Autrement dit, chez Turkle et Le Breton, il n’y aurait pas de rêverie dans “l’äppärät-reverie”, point de vitale disparition de soi avec un smartphone. Or, si ces propos ne sont pas forcément absurdes dans certains cas, ils manquent de nuance. Pourquoi le jardinage à la truelle, ou la lecture reposante d’un polar relèveraient-ils d’une solitude constructive, alors que se plonger dans un tumblr ou un blog serait de la pure compulsion ? Par ailleurs, mes propres entretiens avec des utilisateurs d’un jeu tel que Candy Crush (qui ne m’intéresse personnellement guère) m’ont montré que le choix d’y jouer relevait justement d’une envie de s’extraire du contexte environnant, de se laisser aller à des actions certes répétitives, mais qui offrent un sas entre le travail et le domicile. Et, au fond, est-ce que l’on peut jardiner dans les transports en commun ? Il est ainsi difficile d’opposer des activités qui ne sont pas toujours interchangeables. Suivant qui l’on est, nos activités professionnelles ou notre lieu de vie par exemple, l’influence des usages de ces dispositifs ne sera pas la même.

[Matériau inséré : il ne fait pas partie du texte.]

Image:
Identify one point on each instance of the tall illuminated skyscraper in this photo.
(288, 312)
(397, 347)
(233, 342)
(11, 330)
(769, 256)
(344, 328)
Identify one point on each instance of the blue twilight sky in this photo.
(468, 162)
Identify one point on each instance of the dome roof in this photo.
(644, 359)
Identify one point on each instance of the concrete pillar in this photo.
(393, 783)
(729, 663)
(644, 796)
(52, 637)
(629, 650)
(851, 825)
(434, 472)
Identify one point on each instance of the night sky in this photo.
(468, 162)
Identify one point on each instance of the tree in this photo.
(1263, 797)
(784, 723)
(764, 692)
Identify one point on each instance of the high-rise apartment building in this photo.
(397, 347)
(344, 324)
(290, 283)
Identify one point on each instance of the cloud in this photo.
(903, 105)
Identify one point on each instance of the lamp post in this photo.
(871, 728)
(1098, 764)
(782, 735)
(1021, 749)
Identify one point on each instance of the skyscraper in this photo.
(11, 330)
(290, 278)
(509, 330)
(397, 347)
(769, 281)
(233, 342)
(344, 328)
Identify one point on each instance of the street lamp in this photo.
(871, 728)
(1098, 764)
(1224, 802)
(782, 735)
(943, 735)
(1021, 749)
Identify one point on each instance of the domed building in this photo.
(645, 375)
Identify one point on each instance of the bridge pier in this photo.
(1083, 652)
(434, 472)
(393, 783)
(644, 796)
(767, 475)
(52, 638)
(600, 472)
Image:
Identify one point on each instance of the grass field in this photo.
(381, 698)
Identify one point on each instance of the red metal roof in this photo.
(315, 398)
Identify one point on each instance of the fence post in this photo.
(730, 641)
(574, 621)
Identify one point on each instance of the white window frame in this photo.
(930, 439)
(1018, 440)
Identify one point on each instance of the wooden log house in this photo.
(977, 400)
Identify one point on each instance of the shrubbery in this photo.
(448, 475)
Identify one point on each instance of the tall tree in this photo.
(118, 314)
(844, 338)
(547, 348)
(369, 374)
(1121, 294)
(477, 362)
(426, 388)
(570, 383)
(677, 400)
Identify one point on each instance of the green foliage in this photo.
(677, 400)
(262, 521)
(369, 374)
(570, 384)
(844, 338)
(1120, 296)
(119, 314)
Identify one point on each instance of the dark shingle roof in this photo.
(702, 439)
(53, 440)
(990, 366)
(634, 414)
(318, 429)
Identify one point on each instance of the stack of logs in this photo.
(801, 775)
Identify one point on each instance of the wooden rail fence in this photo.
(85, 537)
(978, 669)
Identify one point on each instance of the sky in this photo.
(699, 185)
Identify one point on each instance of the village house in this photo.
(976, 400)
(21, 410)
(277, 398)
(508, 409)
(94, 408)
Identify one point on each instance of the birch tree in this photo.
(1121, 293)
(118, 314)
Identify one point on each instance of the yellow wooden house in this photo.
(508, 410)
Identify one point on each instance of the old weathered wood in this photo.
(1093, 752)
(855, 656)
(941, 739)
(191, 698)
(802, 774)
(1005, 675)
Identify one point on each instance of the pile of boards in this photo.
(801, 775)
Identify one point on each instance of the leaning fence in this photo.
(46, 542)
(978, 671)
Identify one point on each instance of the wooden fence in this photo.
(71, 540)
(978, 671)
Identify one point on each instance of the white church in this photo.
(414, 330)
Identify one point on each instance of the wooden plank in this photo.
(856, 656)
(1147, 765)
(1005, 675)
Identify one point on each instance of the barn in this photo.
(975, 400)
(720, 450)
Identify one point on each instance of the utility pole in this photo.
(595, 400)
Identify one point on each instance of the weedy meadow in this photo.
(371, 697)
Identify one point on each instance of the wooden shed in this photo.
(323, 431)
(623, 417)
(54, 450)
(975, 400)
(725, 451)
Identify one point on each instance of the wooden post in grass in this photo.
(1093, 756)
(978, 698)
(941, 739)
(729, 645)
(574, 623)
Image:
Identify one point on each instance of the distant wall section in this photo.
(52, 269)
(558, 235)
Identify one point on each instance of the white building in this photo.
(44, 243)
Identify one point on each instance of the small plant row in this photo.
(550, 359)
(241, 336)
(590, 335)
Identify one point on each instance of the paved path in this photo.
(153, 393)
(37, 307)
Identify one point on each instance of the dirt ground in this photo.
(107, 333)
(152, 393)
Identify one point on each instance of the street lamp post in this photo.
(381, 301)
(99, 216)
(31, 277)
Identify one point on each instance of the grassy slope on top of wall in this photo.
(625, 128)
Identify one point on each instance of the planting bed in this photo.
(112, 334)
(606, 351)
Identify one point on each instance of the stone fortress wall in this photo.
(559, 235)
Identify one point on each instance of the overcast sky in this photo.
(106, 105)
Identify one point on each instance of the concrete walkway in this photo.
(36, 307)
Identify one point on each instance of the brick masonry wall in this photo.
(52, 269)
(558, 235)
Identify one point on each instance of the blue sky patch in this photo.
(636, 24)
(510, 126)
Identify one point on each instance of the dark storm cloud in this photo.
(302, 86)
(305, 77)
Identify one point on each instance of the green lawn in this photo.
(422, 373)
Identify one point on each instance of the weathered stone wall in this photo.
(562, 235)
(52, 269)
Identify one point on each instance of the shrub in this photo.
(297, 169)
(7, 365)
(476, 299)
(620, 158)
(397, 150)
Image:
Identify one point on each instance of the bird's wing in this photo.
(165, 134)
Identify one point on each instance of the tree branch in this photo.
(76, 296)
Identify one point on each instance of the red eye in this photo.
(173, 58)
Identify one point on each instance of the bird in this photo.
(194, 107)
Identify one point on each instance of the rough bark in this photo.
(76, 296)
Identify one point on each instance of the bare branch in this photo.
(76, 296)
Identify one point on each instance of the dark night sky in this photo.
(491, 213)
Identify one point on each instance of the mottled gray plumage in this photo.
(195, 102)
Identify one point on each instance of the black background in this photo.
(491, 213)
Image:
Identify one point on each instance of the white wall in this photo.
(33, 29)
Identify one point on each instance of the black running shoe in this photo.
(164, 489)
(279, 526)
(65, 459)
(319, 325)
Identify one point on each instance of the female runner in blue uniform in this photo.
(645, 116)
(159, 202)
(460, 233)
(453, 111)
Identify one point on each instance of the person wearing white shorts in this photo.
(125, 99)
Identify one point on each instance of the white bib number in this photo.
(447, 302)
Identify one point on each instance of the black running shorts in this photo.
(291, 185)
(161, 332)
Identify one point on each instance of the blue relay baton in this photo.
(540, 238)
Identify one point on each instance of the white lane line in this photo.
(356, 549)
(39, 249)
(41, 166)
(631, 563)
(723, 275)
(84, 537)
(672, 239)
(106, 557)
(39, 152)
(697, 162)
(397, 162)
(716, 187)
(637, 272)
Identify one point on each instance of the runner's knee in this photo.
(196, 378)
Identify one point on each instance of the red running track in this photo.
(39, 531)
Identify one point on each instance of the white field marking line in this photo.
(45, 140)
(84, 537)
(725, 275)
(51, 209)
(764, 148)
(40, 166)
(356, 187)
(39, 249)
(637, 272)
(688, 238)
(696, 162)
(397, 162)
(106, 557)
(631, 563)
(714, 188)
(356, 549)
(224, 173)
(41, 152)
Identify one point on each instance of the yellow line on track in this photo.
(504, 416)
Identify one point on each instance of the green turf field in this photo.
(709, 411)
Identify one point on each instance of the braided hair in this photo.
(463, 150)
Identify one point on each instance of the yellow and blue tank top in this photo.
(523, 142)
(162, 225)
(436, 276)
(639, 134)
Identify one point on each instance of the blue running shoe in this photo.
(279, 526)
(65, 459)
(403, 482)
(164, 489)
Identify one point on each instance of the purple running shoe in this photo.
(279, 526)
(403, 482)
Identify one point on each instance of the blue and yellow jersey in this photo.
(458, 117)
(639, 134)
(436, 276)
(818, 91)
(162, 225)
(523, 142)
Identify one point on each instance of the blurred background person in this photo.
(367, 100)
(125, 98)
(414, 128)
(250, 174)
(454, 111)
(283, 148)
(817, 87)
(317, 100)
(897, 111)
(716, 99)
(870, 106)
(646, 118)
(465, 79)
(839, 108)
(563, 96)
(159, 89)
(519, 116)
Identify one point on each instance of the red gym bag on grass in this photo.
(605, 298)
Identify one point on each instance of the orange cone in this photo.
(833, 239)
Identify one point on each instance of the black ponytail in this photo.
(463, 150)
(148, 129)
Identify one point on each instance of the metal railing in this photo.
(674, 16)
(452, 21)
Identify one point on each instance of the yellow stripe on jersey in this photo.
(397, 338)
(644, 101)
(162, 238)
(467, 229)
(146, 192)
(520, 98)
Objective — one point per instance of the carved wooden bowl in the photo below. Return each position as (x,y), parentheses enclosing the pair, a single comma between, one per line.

De plus, lorsque l’on lit Le Breton en particulier, on a vite l’impression d’une méconnaissance de qui fait la complexité des interactions avec le smartphone. Quand celui-ci indique que “les touristes pianotent en permanence sur leur portable pour dire à leurs proches «c’est génial»”, on se demande s’il est allé regarder les écrans en question, s’il est allé échanger avec lesdits touristes. Sans conteste, de multiples voyageurs se comporteront de cette manière (avec des propos peut-être proches de ceux envoyés sur les cartes postales ou échangés dans les cabines de téléphones auparavant), mais est-ce qu’il n’y a pas d’autres usages lorsque l’on est en voyage ? Entre la prise de vues qui ne sont pas toutes des selfies, la consultation d’informations historiques, les utilisations du smartphone sont variées. Le Breton qui critique le fait qu’il n’y ait “plus besoin de journal intime” devrait se plonger dans certains de ces appareils pour voir surgir toutes sortes d’assemblages de notes, d’enregistrements audio, voire de dessins.

Alors certes tous les usagers de mobile ne font pas cela, mais c’est du coup une autre question qu’il faut aborder. Plutôt que de rejeter cet objet technique en bloc, il serait plus pertinent de s’interroger sur comment leurs usages influent sur le voyage, l’amitié, l’empathie, les manières de converser; tout en se demandant pour qui et dans quels contextes ces changements sont problématiques. Sans tomber dans le simplisme en prônant l’utilisation d’applications smartphone de relaxation, il serait plus intéressant d’échanger avec les usagers d’äppärät pour saisir comment suivant les contextes, les moments de la journée, les fonctionnalités utilisées, le numérique est perçu comme tantôt libérateur, tantôt énervant, tantôt amusant, tantôt insupportable. Et de comprendre que leur rêverie n’est peut-être pas celle de ces chercheurs.